Brasil ignorou oferta de 70 milhões de vacinas, diz Pfizer

Carlos Murillo afirmou na CPI da Covid que a empresa realizou dois meses de negociação com o Brasil, mas que não obteve resposta do Governo Federal.

quinta-feira, 13/05/2021, 14:17 - Atualizado em 13/05/2021, 14:17 - Autor: FOLHAPRESS


Carlos Murillo, gerente-geral da Pfizer na América Latina.
Carlos Murillo, gerente-geral da Pfizer na América Latina. | Agência Senado

A CPI da Covid continua recebendo no Senado diversos nomes para apurar supostas irregularidades da gestão de Jair Bolsonaro no combate à pandemia da covid-19. Após ouvir depoimentos de ex-membros do governo, a CPI recebeu um empresário que fez revelações polêmicas sobre a aquisição de vacina.

O gerente-geral da Pfizer na América Latina, Carlos Murillo, afirmou nesta quinta-feira (13) que a empresa fez ao menos cinco ofertas de doses de vacinas contra a Covid-19 em 2020 que não foram fechadas.

Segundo Murilo, as negociações começaram em maio e, em agosto, foi feita a primeira oferta ao Brasil, com dois quantitativos disponíveis: 30 milhões e 70 milhões de doses.

Depois, o laboratório fez mais duas ofertas, em 18 de agosto e 26 de agosto. Nesta última também foram ofertadas 30 e 70 milhões de doses para entrega parcelada até o final de dezembro de 2021, mas o governo brasileiro ignorou a proposta, como mostrou a Folha no início de março deste ano.

"Proposta de 26 de agosto tinha validade de 15 dias.
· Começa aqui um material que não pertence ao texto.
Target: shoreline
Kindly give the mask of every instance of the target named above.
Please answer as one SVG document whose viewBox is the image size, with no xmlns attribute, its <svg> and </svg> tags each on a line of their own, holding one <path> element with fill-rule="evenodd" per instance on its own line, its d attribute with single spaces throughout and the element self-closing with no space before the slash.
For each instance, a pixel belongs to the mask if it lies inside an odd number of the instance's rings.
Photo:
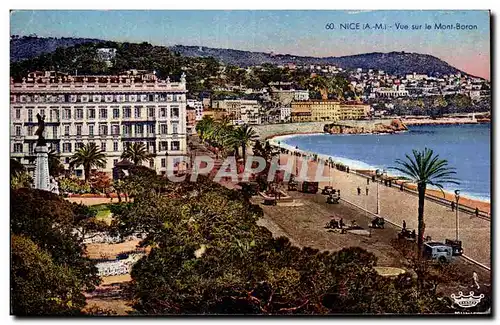
<svg viewBox="0 0 500 325">
<path fill-rule="evenodd" d="M 288 150 L 290 152 L 298 152 L 302 156 L 307 157 L 308 160 L 312 160 L 314 156 L 317 156 L 318 160 L 321 159 L 324 161 L 328 161 L 329 159 L 331 159 L 334 163 L 340 163 L 346 167 L 349 167 L 350 170 L 355 171 L 355 173 L 358 174 L 358 176 L 360 176 L 360 177 L 371 176 L 372 174 L 375 173 L 375 169 L 371 168 L 371 166 L 369 164 L 367 164 L 363 161 L 360 161 L 360 163 L 364 164 L 365 166 L 361 166 L 359 164 L 356 166 L 356 164 L 346 163 L 346 161 L 353 161 L 354 162 L 354 160 L 352 160 L 350 158 L 334 157 L 334 156 L 329 156 L 329 155 L 321 154 L 321 153 L 317 153 L 317 152 L 306 151 L 306 150 L 303 150 L 300 148 L 297 150 L 293 146 L 290 146 L 286 143 L 283 143 L 282 141 L 280 141 L 280 145 L 278 145 L 279 140 L 276 139 L 278 137 L 289 138 L 289 137 L 293 137 L 296 135 L 316 135 L 316 134 L 327 134 L 327 133 L 318 133 L 318 132 L 289 133 L 289 134 L 282 134 L 282 135 L 274 135 L 274 136 L 268 137 L 266 140 L 269 141 L 269 144 L 271 144 L 273 146 L 280 147 L 280 148 Z M 337 135 L 337 134 L 331 134 L 331 135 Z M 338 135 L 343 135 L 343 134 L 338 134 Z M 350 134 L 347 134 L 347 135 L 350 135 Z M 356 134 L 356 135 L 360 135 L 360 134 Z M 367 133 L 367 135 L 371 135 L 371 133 Z M 364 168 L 364 167 L 366 167 L 366 168 Z M 364 175 L 364 176 L 362 176 L 362 175 Z M 387 173 L 387 176 L 388 176 L 387 179 L 391 179 L 394 182 L 394 184 L 396 184 L 396 186 L 400 186 L 401 181 L 398 180 L 399 176 L 391 175 L 390 173 Z M 416 185 L 413 183 L 405 183 L 404 187 L 406 189 L 410 189 L 413 191 L 416 190 Z M 444 193 L 445 193 L 445 196 L 443 197 L 443 195 L 439 189 L 427 188 L 426 197 L 429 197 L 431 199 L 446 200 L 446 201 L 449 201 L 450 204 L 452 201 L 453 202 L 455 201 L 455 194 L 453 192 L 450 192 L 449 190 L 444 190 Z M 464 193 L 463 195 L 460 196 L 459 205 L 468 207 L 470 209 L 475 209 L 477 207 L 477 208 L 479 208 L 479 210 L 481 212 L 486 212 L 488 215 L 490 215 L 490 213 L 491 213 L 491 199 L 486 200 L 483 198 L 467 196 L 467 194 Z"/>
<path fill-rule="evenodd" d="M 325 200 L 325 196 L 320 194 L 321 189 L 324 186 L 331 186 L 341 191 L 342 201 L 354 204 L 371 217 L 380 216 L 399 228 L 404 222 L 407 229 L 417 229 L 418 227 L 418 195 L 409 191 L 407 187 L 404 191 L 400 191 L 394 184 L 389 187 L 385 186 L 384 182 L 367 181 L 366 176 L 354 172 L 352 169 L 344 171 L 334 167 L 322 167 L 322 161 L 306 160 L 294 155 L 293 152 L 280 154 L 279 160 L 281 165 L 288 164 L 292 160 L 294 174 L 297 173 L 296 170 L 300 170 L 301 173 L 306 171 L 307 174 L 302 174 L 302 176 L 308 179 L 314 179 L 315 176 L 325 177 L 319 180 L 320 191 L 315 197 L 315 200 L 319 201 L 316 202 L 321 203 L 322 198 Z M 474 215 L 474 210 L 464 210 L 462 208 L 462 204 L 465 203 L 463 197 L 460 200 L 460 212 L 457 212 L 457 209 L 452 210 L 448 204 L 430 199 L 428 192 L 426 194 L 425 235 L 430 236 L 434 241 L 443 242 L 446 239 L 458 238 L 462 241 L 462 247 L 467 256 L 490 267 L 491 218 L 488 218 L 489 214 L 485 214 L 483 210 L 480 217 L 477 218 Z M 470 202 L 477 203 L 477 206 L 480 207 L 480 202 Z M 327 203 L 323 201 L 323 204 Z M 486 205 L 489 206 L 489 204 Z M 472 206 L 475 209 L 476 206 Z M 286 214 L 286 212 L 284 213 Z M 310 212 L 304 210 L 302 213 Z M 339 211 L 337 217 L 349 220 L 347 215 L 342 214 L 342 211 Z"/>
</svg>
Passados 15 dias, governo não rejeitou e nem aceitou a oferta".

As duas ofertas previam que ao menos 1,5 milhão de doses chegariam ao Brasil em dezembro de 2020. Como a oferta foi ignorada, segundo Murillo, em novembro as negociações foram retomadas com mais duas propostas. Desta vez, só estava na mesa a possibilidade de compra de 70 milhões de doses e não havia mais a chance de alguma vacina da Pfizer chegar ainda em 2020.

Em 2021, a Pfizer voltou a fazer nova oferta em 15 de fevereiro deste ano. A proposta era de compra de 100 milhões de doses. Mais uma vez, o governo não fechou o acordo.
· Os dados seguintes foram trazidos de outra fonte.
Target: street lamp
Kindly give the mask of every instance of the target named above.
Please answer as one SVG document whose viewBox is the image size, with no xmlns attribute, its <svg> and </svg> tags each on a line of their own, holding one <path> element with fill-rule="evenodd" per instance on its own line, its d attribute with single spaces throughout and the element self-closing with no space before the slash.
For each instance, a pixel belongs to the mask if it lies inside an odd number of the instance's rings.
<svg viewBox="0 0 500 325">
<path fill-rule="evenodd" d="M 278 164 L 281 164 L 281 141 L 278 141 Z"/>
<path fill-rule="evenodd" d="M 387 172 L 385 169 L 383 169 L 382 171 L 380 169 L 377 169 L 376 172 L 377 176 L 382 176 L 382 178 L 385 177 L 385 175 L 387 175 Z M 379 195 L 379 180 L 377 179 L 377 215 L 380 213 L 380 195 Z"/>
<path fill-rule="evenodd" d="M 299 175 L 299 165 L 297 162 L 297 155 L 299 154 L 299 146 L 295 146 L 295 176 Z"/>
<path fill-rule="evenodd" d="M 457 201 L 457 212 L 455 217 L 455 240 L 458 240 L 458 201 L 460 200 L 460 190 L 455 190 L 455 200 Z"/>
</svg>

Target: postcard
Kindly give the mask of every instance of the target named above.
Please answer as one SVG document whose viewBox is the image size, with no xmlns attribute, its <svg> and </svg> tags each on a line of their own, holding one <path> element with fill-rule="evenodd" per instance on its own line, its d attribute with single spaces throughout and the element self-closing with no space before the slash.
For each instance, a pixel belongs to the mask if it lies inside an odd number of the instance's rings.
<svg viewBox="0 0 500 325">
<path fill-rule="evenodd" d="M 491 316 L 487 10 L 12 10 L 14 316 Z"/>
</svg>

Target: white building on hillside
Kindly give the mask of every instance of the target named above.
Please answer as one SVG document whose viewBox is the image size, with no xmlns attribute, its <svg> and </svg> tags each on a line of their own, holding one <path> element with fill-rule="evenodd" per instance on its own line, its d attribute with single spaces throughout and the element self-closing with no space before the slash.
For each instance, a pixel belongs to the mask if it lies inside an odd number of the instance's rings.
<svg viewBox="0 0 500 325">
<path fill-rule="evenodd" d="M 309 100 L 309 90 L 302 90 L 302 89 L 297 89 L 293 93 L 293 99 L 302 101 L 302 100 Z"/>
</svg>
Em 8 de março deste ano, segundo Murilo, foi feita nova oferta, semelhante à de fevereiro. O acordo foi para a entrega de 100 milhões de doses, sendo 14 milhões no segundo trimestre de 2021 e mais 86 milhões no terceiro trimestre.

Murillo disse que só ficou confiante com o fechamento do acordo para o fornecimento da vacina com o governo brasileiro no dia 19 de março deste ano, quando o contrato foi assinado.